Of Trees and Forests

Since the decision of the Supreme Court of Canada in Canada (Minister of Citizenship and Immigration) v. Vavilov, 2019 SCC 65 (CanLII), [2019] 4 SCR 653, there has been a shift in the way that courts review credibility findings made by discipline hearing panels. While overall there may not have been an increase in the frequency of court interventions (see: Has Vavilov Made a Difference?), courts have indeed focused more closely on the reasons for decision of discipline panels.

A recent example of this is Okafor v. College of Physicians and Surgeons of Ontario, 2023 ONSC 6332 (CanLII), where a physician was found to have engaged in sexual abuse of a patient. As in so many of these cases, the key evidence was given by two witnesses, the patient and the physician. The Court, in some detail, examined both the specific credibility concerns about the testimony of the patient (i.e., the trees) and the overall assessment of credibility of the evidence (i.e., the forest). The Court found no palpable and overriding error because the reasons of the discipline panel addressed all these issues.

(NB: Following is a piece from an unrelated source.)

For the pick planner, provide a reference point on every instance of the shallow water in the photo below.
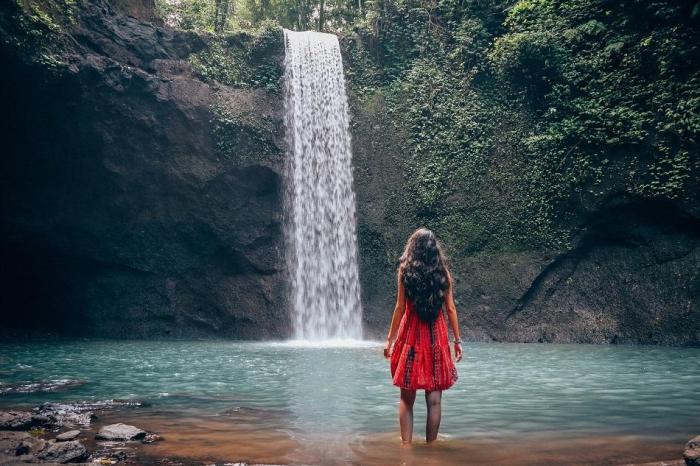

In terms of the trees, there were three concerns about the evidence of the patient. The patient was inconsistent as to the location and name of the hotel where the first sexual encounter occurred, the patient said that they had taken a semen sample which was then lost, and the patient said that they had recorded a threatening call by the physician which recording was no longer available. The patient was cross-examined extensively on those issues and their explanations for them. The Court, while finding those issues challenging, held that the discipline panel had specifically addressed them and explained why it largely accepted the patient’s explanations and concluded that they did not materially detract from the evidence on the core issue of whether there was a concurrent sexual and treating relationship.

As for the forest, the Court noted in particular the approach taken by the hearing panel:

The Committee stated that its task was not to simply accept the evidence of Patient A or the Appellant. The Committee’s stated task was to determine “whether, on the totality of the evidence, viewed as a whole, the College has proved its case, or proven a particular fact, on the balance of probabilities based on clear, cogent and convincing evidence.”

The Court also referred to various other pieces of evidence that, overall, were more consistent with the patient’s version of events than that of the physician. For example, there were many phone conversations between them noted in the telephone records, a deleted chart entry at a key time in the narrative that was intentionally not disclosed to the regulator when asked, and apparent attempts to cover up the relationship including investing in the patient’s son’s business venture around the time of the investigation.

The Court downplayed the value of the “uneven scrutiny” critique of credibility findings. Absent obvious cases, this ground of appeal generally is an attempt to invite the Court to reweigh the evidence that the hearing panel has already evaluated. The Court said:

Claims of uneven scrutiny should not be a meritless opportunity to re-try a case. There must be a demonstration of palpable and overriding error. There was nothing in the reasons or the record that made it clear that the Committee had actually applied different standards in assessing the evidence of the Appellant and Patient A.

Discipline panels should, in their reasons for decision in credibility cases, address any specific concerns about the credibility of the witnesses and then explain in a global fashion why it concludes that the allegations, in light of the credibility concerns, have, or have not, been proved.